Par J. michel BRANCHE, Avocat - Modifié le 19-01-2011 - Blog : Blog Maître J. michel BRANCHE

Le régime des gardes à vue en France fait l'objet des plus vives controverses émises par de nombreux Avocats soucieux du respect des droits de la défense, et en cause principalement, le problème de la banalisation de ce régime d'exception, puisque 790 000 gardes à vues ont été prononcées en 2009, dont 170 000 pour les seuls délits routiers.


Si un placement en garde à vue peut être justifié par des impératifs d'ordre public et notamment la nécessité de rechercher des infractions, il est impératif que des garanties sérieuses y soient apportées, comme pour toutes les mesures restrictives de liberté.

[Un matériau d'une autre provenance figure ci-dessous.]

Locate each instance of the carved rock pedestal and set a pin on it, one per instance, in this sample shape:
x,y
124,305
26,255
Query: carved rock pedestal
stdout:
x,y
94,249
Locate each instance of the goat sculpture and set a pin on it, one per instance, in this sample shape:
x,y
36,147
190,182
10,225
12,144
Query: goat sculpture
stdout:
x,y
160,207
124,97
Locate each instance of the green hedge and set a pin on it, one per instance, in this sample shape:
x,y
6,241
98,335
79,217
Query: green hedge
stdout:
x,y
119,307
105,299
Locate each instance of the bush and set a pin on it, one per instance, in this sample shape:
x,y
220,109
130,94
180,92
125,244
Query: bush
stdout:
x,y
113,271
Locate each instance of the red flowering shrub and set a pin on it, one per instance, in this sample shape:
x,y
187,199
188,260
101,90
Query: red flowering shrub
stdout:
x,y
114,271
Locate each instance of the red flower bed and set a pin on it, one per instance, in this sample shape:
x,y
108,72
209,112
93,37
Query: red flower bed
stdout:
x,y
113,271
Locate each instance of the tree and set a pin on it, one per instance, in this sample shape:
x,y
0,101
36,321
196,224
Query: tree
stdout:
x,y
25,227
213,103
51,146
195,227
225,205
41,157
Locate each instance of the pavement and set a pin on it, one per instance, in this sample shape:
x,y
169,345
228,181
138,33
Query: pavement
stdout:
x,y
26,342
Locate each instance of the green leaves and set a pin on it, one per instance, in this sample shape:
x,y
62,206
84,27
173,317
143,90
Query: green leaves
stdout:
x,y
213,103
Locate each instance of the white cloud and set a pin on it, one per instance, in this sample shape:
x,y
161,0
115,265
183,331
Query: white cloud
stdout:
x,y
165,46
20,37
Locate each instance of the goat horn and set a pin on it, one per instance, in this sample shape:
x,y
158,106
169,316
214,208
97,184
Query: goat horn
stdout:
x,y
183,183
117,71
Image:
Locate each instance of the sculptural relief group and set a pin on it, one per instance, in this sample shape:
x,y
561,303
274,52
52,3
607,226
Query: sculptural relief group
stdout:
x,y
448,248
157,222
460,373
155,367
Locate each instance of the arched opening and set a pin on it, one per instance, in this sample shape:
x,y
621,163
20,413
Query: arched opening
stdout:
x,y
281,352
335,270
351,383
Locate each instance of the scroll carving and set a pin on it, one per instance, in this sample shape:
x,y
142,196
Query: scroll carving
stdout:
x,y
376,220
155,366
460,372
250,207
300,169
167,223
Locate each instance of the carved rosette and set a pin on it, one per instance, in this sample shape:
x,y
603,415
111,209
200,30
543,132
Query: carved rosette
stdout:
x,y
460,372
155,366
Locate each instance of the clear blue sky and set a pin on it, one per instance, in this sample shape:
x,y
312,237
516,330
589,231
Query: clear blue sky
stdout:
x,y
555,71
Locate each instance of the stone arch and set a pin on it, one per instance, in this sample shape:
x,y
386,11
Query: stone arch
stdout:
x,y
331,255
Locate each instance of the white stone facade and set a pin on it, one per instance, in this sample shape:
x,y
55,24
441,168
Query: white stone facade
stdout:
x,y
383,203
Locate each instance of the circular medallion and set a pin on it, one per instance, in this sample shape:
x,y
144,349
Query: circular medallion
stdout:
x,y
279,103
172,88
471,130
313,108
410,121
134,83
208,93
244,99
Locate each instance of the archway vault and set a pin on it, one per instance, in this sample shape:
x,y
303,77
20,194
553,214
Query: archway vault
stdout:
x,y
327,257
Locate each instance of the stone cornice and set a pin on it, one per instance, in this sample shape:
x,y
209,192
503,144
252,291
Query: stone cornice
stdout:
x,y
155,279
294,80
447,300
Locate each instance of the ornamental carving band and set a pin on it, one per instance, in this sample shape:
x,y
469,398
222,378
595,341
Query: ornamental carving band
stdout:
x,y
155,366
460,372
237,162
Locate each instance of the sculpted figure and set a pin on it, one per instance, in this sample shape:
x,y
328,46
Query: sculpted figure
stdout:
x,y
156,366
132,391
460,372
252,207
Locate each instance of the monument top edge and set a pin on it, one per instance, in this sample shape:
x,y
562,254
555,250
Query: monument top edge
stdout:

La 23ème chambre correctionnelle du Tribunal de Grande Instance de Paris a décidé le 1er mars 2010 de transmettre une question prioritaire de constitutionnalité concernant la garde à vue à la Cour de Cassation.

Pour rappel, le 1er mars 2010 était la date d'entrée en vigueur de la réforme permettant à tout justiciable de contester la conformité d'une loi à la constitution. Le justiciable saisit la juridiction de droit commun de cette question, qui saisit la Cour de Cassation ou le Conseil d'Etat si on se trouve devant les juridictions administratives.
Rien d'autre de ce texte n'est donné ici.